A former US military police commander said to have allowed Cuban cigars for the imprisoned late Iraqi president Saddam Hussein was to go on trial yesterday on charges of aiding the enemy, giving special privileges to detainees and inappropriate conduct with an interpreter.
Army Lieutenant-Colonel William Steele, a reservist, had already pleaded guilty at a pretrial hearing on Oct. 7 to three of seven charges on the indictment sheet.
The three carry a maximum sentence of six years in prison, forfeiture of pay and dismissal from the Army, the US military said.
Steele will be tried on the remaining charges, including aiding the enemy by providing an unmonitored cellphone to prisoners, giving special privileges to detainees and acting inappropriately with an interpreter and failing to obey an order, the military said.
If convicted, Steele could face life in prison.
He initially faced a possible death sentence on the charge of aiding the enemy -- which under US military law is a capital offense -- but a former acting commander general of US forces in Iraq opted to make it a non-capital case, US military spokesman Lieutenant-Colonel Rudolph Burwell said last week.
The trial has twice been delayed to give lawyers more time to prepare.
The alleged incidents in the case took place from October 2005 to February this year, starting when Steele was commander of the 451st Military Police Detachment at Camp Cropper prison in Baghdad, and in his later post as a senior patrol officer at nearby Camp Victory with the 89th Military Police Brigade.
In pretrial testimony in June, witnesses said that Steele approved buying Cuban cigars for Saddam, fraternized with a detainee's daughter and used his service pistol to intimidate tower guards.
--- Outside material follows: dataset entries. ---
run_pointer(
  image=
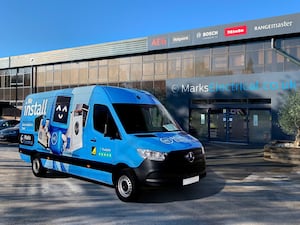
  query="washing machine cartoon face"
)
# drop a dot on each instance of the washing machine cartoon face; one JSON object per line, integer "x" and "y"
{"x": 62, "y": 107}
{"x": 77, "y": 122}
{"x": 58, "y": 132}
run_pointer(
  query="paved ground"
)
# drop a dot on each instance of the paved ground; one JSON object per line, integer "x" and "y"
{"x": 240, "y": 188}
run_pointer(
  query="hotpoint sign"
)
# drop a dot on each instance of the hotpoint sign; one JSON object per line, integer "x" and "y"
{"x": 237, "y": 31}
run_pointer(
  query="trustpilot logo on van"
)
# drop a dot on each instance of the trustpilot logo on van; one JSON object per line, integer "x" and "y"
{"x": 32, "y": 108}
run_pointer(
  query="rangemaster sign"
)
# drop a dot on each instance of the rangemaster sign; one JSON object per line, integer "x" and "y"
{"x": 121, "y": 137}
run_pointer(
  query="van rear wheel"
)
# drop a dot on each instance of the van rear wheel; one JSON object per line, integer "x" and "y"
{"x": 37, "y": 168}
{"x": 126, "y": 186}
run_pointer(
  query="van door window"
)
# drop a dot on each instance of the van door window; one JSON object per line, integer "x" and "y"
{"x": 104, "y": 122}
{"x": 62, "y": 106}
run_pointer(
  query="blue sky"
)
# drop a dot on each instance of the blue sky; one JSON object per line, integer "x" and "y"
{"x": 30, "y": 26}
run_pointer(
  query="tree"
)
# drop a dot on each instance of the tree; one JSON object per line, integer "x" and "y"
{"x": 289, "y": 116}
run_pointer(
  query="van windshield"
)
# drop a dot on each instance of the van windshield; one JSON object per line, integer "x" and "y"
{"x": 144, "y": 118}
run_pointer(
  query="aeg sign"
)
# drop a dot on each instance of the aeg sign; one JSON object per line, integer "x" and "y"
{"x": 159, "y": 42}
{"x": 235, "y": 31}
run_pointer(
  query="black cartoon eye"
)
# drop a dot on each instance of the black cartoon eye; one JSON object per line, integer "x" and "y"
{"x": 58, "y": 108}
{"x": 65, "y": 109}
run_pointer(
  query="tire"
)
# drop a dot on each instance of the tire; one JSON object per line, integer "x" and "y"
{"x": 126, "y": 186}
{"x": 37, "y": 168}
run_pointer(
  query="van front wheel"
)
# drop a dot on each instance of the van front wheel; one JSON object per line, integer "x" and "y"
{"x": 126, "y": 186}
{"x": 37, "y": 168}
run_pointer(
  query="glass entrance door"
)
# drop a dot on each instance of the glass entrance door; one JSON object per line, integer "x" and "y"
{"x": 228, "y": 125}
{"x": 231, "y": 124}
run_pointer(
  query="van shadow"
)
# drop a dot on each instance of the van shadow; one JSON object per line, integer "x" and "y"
{"x": 208, "y": 186}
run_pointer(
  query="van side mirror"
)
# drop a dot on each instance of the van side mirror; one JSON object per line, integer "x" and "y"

He has been behind bars in Kuwait since March.
Saddam was held at Camp Cropper until he was hanged by Iraqi authorities last December.
Steele originally faced nine charges, but prosecutors dismissed allegations connected to an inappropriate relationship with the daughter of a detainee and the improper spending of government money by buying comfort items, including cigars, for prisoners, Burwell said.
The only other US officer known to have been accused of collaborating with the enemy since the start of the Iraq war was Captain James Yee, a Muslim chaplain who was linked to a possible espionage ring at the Guantanamo Bay, Cuba, military prison. He was eventually cleared and given an honorable discharge.
In pretrial hearings earlier this year, preceding the decision whether the case would go to a court martial, Brigadier General Kevin McBride, a former commander of the 43rd Military Police Brigade in Iraq, said Camp Cropper was positively reviewed by the international Red Cross during Steele's time there.
But McBride also said that Steele had used his service pistol to intimidate some of the tower guards at the jail.
Another witness, Special Agent John Nocella, said Steele allowed Iraqi detainees to use his cellphone for unmonitored calls from the prison even though he knew it was wrong.
Nocella also said Steele empathized with high-value detainees, who included Saddam and other key figures from his regime. None of the former regime detainees who allegedly used Steele's cellphone have been publicly identified.
A third witness, US Special Agent Steven Thomas Barnes, said that highly sensitive classified documents regarding the Army's mission in Iraq were found during a military search of Steele's living quarters in Baghdad.
It was not clear whether Barnes, McBride and Nocella would be testifying in the trial, which was expected to last through the week at a military base in Baghdad.